In het geval der twee voorgaande artikelen strekt zich de borgtocht, voor de huur
gesteld, niet uit tot de verplichtingen, die uit de verlenging der huur ontstaan.
De huurovereenkomst gaat geenszins teniet door de dood van de verhuurder, noch die
van de huurder.
-
2 Bij zodanig voorbehoud kan de huurder, zonder uitdrukkelijk beding, geen aanspraak
op vergoeding maken, maar met dat laatste beding is hij niet tot ontruiming van het
gehuurde verplicht, zolang de verschuldigde vergoeding niet is gekweten.
-
1 Een koper, die gebruik wil maken van de bevoegdheid, bij de huurovereenkomst voorbehouden,
om, in geval van verkoop, de huurder tot ontruiming van het gehuurde te noodzaken,
is verplicht de huurder zodanige tijd tevoren te waarschuwen, als bij algemeen verbindend
voorschrift of plaatselijke keur tot het doen van opzeggingen geregeld is, of, bij
gebreke van zodanige verordening of keur, het plaatselijk gebruik medebrengt.
De verhuurder kan de huur niet doen ophouden door te verklaren, dat hij de verhuurde
zaak zelf wil betrekken, tenware het tegendeel mocht bedongen zijn.
Indien men bij de huurovereenkomst is overeengekomen, dat de gehuurde zaak de bevoegdheid
zoude hebben om het verhuurde huis of land zelf te betrekken, is hij verplicht vooraf
een opzegging te doen betekenen, zoveel tijd tevoren als bij artikel 1595 is vastgesteld.
Afdeling 4. Bijzondere bepalingen inzake de huur van landerijen
Indien bij een huurovereenkomst van landerijen een kleinere of grotere uitgestrektheid
wordt opgegeven, dan dezelve werkelijk hebben, geeft zulks geen grond tot vermeerdering
of vermindering van de huurprijs, dan alleen in de gevallen en volgens de bepalingen
bij de vijfde titel van dit boek vastgesteld.
Indien de huurder van landerijen dezelve niet van de tot beweiding of bebouwing noodzakelijke
beesten en bouwgereedschappen voorziet; indien hij met de beweiding of bebouwing ophoudt,
of te dien opzichte niet als een goed huurder handelt; indien hij de gehuurde zaak
tot een ander einde gebruikt, dan waartoe hetzelve bestemd is; of indien hij, in het
algemeen, de bedingen, bij de huurovereenkomst gemaakt, niet nakomt, en daardoor enig
nadeel voor de verhuurder ontstaat, is deze bevoegd om, naar gelang der omstandigheden,
de vernietiging van de huur, met vergoeding van schade, te vorderen.
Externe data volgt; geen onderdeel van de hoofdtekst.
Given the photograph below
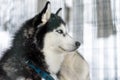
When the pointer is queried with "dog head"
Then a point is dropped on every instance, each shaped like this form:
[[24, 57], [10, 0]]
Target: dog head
[[51, 32]]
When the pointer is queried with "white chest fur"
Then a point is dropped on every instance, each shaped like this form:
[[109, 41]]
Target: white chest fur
[[54, 61]]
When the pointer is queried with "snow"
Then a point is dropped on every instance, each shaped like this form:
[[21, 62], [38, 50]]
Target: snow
[[5, 42]]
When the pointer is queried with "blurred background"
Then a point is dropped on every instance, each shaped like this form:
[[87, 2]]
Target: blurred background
[[95, 23]]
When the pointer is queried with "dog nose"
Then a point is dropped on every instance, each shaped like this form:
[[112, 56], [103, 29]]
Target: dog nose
[[77, 43]]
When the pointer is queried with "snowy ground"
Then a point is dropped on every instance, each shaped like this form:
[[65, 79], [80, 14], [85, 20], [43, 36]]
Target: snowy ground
[[5, 41]]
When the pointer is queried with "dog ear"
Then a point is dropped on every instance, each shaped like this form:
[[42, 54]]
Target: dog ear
[[44, 16], [58, 12]]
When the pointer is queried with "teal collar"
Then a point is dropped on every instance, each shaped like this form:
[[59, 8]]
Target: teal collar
[[40, 72]]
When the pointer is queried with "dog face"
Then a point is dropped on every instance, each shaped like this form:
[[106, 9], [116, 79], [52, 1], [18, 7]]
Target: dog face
[[52, 33]]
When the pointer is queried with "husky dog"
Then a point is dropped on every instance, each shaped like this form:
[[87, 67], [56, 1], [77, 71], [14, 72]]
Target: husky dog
[[38, 48]]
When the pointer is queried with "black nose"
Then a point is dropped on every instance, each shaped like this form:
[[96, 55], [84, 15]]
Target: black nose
[[77, 44]]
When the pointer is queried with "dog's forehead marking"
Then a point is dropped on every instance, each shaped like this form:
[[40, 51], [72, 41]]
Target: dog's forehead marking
[[54, 22]]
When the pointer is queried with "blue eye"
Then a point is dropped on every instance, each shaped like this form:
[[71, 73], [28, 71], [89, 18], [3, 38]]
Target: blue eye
[[59, 31]]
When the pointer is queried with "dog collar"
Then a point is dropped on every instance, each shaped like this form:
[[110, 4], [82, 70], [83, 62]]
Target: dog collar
[[40, 72]]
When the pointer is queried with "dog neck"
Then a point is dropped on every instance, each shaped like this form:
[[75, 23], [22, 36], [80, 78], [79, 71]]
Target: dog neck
[[54, 60]]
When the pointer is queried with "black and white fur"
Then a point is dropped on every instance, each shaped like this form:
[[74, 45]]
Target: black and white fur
[[43, 40]]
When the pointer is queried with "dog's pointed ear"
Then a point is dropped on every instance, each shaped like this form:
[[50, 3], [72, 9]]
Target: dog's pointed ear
[[58, 12], [44, 16], [46, 12]]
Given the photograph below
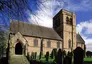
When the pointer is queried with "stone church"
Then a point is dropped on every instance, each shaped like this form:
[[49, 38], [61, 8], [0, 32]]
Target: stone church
[[27, 38]]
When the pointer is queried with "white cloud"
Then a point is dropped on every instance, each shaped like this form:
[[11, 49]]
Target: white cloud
[[48, 8]]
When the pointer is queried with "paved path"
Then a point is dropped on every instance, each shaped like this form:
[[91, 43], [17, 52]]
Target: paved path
[[18, 59], [87, 62]]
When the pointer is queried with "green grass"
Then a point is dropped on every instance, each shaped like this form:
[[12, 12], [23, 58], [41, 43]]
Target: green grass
[[88, 59]]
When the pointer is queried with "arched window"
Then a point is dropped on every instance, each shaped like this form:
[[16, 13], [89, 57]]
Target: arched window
[[48, 43], [69, 43], [58, 44], [35, 42], [67, 20]]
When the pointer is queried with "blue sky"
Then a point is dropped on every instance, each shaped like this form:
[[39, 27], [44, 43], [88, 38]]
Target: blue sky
[[44, 10]]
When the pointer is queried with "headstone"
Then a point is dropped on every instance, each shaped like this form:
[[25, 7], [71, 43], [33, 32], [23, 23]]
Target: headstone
[[78, 55]]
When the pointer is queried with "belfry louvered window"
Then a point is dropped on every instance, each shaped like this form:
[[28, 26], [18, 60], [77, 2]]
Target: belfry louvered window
[[35, 42]]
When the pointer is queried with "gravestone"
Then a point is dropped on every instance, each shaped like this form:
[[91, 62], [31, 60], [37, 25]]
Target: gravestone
[[67, 60], [59, 57], [78, 55]]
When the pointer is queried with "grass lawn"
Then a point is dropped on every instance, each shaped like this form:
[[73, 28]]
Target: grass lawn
[[88, 59]]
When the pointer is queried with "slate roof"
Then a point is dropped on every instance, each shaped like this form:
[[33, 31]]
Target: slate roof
[[33, 30], [79, 39]]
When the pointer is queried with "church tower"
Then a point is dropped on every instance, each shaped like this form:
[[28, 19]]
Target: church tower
[[64, 23]]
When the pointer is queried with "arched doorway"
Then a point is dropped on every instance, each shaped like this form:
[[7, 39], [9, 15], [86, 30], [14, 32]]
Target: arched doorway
[[18, 48]]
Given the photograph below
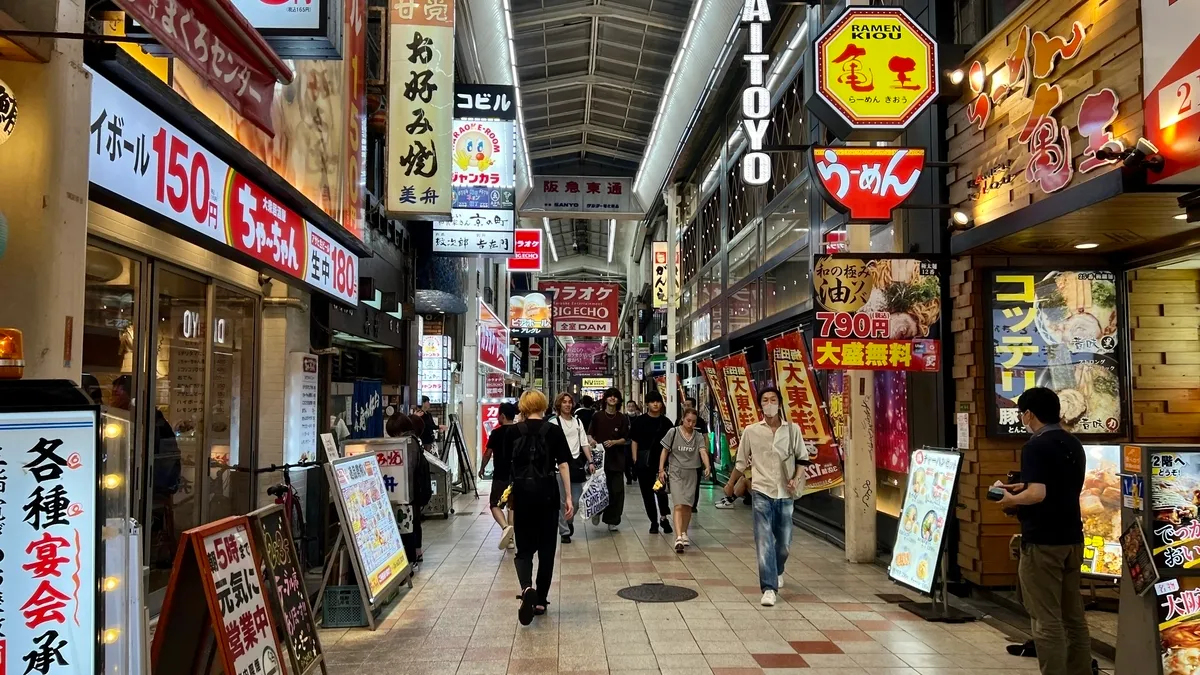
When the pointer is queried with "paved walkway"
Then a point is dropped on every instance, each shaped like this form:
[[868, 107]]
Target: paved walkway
[[461, 615]]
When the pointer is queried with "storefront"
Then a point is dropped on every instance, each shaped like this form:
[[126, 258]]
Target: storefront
[[201, 269]]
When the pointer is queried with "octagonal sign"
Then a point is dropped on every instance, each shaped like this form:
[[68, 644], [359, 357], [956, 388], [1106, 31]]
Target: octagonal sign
[[876, 71]]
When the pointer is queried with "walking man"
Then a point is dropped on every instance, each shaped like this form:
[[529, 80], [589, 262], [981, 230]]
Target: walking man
[[775, 449], [1047, 502]]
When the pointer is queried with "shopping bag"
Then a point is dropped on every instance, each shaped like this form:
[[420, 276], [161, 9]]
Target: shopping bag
[[594, 497]]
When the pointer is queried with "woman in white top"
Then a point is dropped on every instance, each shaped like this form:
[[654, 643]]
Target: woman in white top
[[581, 459]]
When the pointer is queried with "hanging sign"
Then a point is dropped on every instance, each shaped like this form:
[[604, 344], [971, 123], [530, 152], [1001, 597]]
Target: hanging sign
[[756, 96], [420, 108], [793, 375], [876, 70], [49, 532], [867, 183]]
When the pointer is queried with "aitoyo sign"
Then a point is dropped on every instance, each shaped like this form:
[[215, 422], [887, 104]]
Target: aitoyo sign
[[756, 97]]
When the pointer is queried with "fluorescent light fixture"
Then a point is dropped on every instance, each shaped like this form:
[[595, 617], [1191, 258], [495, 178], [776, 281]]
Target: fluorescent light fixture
[[612, 237], [550, 237]]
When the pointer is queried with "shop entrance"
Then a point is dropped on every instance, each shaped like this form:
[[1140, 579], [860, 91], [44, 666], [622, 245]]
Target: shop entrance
[[171, 354]]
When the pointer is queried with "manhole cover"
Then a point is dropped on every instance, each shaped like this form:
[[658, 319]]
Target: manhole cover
[[658, 593]]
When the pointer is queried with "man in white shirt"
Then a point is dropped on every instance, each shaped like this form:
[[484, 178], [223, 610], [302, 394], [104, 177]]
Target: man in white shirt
[[775, 449]]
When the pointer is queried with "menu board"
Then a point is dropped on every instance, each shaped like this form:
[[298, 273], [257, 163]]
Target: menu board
[[1179, 625], [1101, 507], [933, 476], [1174, 502], [289, 596], [1056, 329], [369, 523]]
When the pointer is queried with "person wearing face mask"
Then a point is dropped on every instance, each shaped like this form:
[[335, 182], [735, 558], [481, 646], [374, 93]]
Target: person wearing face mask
[[1047, 503], [775, 449]]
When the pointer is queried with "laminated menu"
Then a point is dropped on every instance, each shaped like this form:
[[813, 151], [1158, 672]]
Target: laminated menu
[[933, 476]]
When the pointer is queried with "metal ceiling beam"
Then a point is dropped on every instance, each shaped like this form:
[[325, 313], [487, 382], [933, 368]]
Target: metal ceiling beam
[[619, 135], [564, 81], [540, 17]]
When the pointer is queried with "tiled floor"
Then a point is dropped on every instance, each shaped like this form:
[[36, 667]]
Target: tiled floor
[[461, 615]]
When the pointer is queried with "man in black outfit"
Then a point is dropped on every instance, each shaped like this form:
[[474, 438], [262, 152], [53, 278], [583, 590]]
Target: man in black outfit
[[647, 431], [1047, 502]]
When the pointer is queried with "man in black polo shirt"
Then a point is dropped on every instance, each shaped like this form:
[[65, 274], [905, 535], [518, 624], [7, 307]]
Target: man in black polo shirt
[[1047, 503]]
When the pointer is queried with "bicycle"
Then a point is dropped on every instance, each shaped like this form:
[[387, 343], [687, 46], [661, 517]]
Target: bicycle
[[286, 496]]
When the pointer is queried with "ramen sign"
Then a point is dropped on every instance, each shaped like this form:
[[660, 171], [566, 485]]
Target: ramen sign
[[876, 72]]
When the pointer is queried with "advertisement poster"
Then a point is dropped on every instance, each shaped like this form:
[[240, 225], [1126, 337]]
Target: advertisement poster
[[876, 312], [1056, 329], [420, 112], [796, 380], [585, 309], [933, 476], [531, 315], [238, 585], [493, 339], [48, 537], [138, 156], [1101, 507], [739, 388], [1174, 502], [376, 537]]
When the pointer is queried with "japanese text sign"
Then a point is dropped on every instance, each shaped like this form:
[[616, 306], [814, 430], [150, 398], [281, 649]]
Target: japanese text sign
[[493, 339], [1056, 329], [597, 195], [876, 70], [213, 48], [661, 296], [231, 567], [802, 400], [741, 390], [717, 386], [49, 537], [585, 309], [527, 250], [420, 109], [1170, 81], [138, 156], [868, 183]]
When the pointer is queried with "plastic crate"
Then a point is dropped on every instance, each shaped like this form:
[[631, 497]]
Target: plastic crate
[[342, 608]]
Alle huurders van landerijen zijn gehouden de vruchten in de daartoe bestemde bergplaatsen
te bergen.
-
1 De huurder van landerijen is, op straffe van vergoeding van schade, gehouden de eigenaar
van alle feitelijkheden te doen kennis dragen, welke op de gehuurde erven mochten
gepleegd worden.
-
2 Deze kennisgeving moet gedaan worden binnen dezelfde termijn, welke tussen de tijd
der oproepingen ter terechtzitting en de dag der verschijning, naarmate van de afstand
der plaatsen, bepaald is.
De huur van landen, zonder geschrift aangegaan, wordt gerekend aangegaan te zijn voor
één jaar.
Indien, na het eindigen van een schriftelijk aangegane verhuring, de huurder in het
genot van de zaak blijft, en daarin gelaten wordt, worden de gevolgen van de nieuwe
huur door de vroeger aangegane overeenkomst geregeld.
De huurder wiens huur eindigt, en hij welke hem in de huur opvolgt, zijn verplicht
elkander over en weder met al datgene te gerieven, dat vereist wordt om het verlaten
en het betrekken van de zaak gemakkelijk te maken, zo wat betreft de bebouwing voor
het volgende jaar, het inoogsten der nog te velde staande vruchten, als anderszins;
alles overeenkomstig het plaatselijk gebruik.
De huurder moet insgelijks, bij zijn vertrek, het stro en de mest van het afgelopen
jaar achterlaten, indien hij dezelve bij de aanvang van zijn huur ontvangen heeft;
en al had hij die zelfs niet ontvangen, kan de eigenaar dezelve, volgens een te maken
begroting, aan zich houden.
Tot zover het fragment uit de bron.